Feed the fire, feed the fire
it urges us,
so we build and build
and burn us up.



The poem begins by channelling Jack London and his famous short story. But then it becomes a parable of environmentalism, warning that there can be no such thing as endless growth; that all we have built contains the seeds of its own destruction. And the exothermic reaction of wood burning in a fire -- heat-combustion-heat -- becomes a perfect analogy to the positive feedback effects that accelerate climate change: things like deforestation, like loss of albido from ice melt. Virtuous cycles become vicious ones.

Writing poems like this is a kind of relief, a form of ventilation. But having written, I'm ambivalent. Because this is exactly what I said, back when I began this blog, that I didn't like: political stuff, advocacy, agit-prop. I prefer lyric poems: small, personal, observational; not polemics and diatribes. The trick is to avoid stridency, while keeping it fresh and surprising and whimsical, giving it some kind of narrative force, and salting it with small verbal and sensory rewards; so even the indifferent and somewhat apathetic reader finds the poem worthwhile. I hope I've managed a bit of that here.

I mean those little surprises I hope will sneak up on the reader. Things like abruptly turning oxygen into a poison gas (which it is, if you're an anaerobe; and which it was, back when all life on earth was anaerobic and this toxic gas first began to appear -- thanks, photosynthesis!) And things like your last stick/ of furniture: the compulsion to feed the fire so powerful, you'll grab anything and throw it in; future be damned.
I actually began this as a playful exercise in language: the expression "build a fire". The use of "build", with its connotation of permanence and substance, struck me as odd in this context: all that meticulous effort, immediately up in flames; nothing ..."built" at all. And then, if he isn't careful, the builder, destroyed by his own creation. And like the tragic hero of literature, the fatal flaw in its very nature.

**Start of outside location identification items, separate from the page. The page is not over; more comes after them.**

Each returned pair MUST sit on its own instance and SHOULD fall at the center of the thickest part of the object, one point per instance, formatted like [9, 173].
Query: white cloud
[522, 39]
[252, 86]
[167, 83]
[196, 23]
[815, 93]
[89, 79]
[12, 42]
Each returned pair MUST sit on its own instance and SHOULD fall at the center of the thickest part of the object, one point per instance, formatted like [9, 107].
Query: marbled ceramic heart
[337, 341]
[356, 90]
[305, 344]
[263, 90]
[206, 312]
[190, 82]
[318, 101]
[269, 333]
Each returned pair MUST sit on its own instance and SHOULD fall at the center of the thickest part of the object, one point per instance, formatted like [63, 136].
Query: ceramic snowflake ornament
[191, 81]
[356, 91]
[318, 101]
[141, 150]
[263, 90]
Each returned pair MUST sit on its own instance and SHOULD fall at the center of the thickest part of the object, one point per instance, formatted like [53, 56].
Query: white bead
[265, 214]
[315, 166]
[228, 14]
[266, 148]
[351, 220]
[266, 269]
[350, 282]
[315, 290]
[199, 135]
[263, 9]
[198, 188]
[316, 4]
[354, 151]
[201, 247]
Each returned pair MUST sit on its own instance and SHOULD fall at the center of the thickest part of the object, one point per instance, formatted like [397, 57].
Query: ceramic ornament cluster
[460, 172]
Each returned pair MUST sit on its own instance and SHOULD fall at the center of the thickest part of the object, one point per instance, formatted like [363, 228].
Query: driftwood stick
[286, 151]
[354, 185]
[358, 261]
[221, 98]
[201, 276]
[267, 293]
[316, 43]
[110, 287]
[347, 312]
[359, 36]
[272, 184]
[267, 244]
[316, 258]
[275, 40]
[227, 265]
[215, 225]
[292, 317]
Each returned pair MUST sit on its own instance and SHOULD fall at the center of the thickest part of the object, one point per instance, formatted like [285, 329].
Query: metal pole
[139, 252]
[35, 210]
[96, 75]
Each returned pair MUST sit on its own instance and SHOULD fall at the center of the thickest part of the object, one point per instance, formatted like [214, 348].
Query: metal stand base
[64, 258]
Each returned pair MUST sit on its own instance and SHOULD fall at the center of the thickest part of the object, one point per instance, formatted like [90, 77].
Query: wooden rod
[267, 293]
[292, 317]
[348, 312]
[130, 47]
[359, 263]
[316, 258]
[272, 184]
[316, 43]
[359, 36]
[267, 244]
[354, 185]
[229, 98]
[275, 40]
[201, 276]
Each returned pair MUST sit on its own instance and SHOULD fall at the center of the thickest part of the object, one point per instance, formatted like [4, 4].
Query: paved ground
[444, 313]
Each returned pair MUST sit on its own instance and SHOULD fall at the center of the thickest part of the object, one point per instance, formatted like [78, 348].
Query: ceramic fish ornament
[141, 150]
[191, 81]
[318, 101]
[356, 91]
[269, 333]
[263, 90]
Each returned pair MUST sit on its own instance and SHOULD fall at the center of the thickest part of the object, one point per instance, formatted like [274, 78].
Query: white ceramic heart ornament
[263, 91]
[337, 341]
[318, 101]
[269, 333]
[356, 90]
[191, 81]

But, of course, could the relentlessness of a fire, its consumptive growth, and the heat and carbon that are the products of combustion have led me anywhere else but climate change? So I suppose that here, too, the fatal flaw was there from the start!

I really like the way the last line seems a little off. I find I intuitively want to read this as burnS: the bonfire (singular) seems the natural subject of that verb. But, of course, the subject is the we from build and build: the sentence is actually we .../ ...burn us up. Burn ourselves. Exactly.

And who says I stink at dialogue? Feed the fire, feed the fire: positively Shakespearean!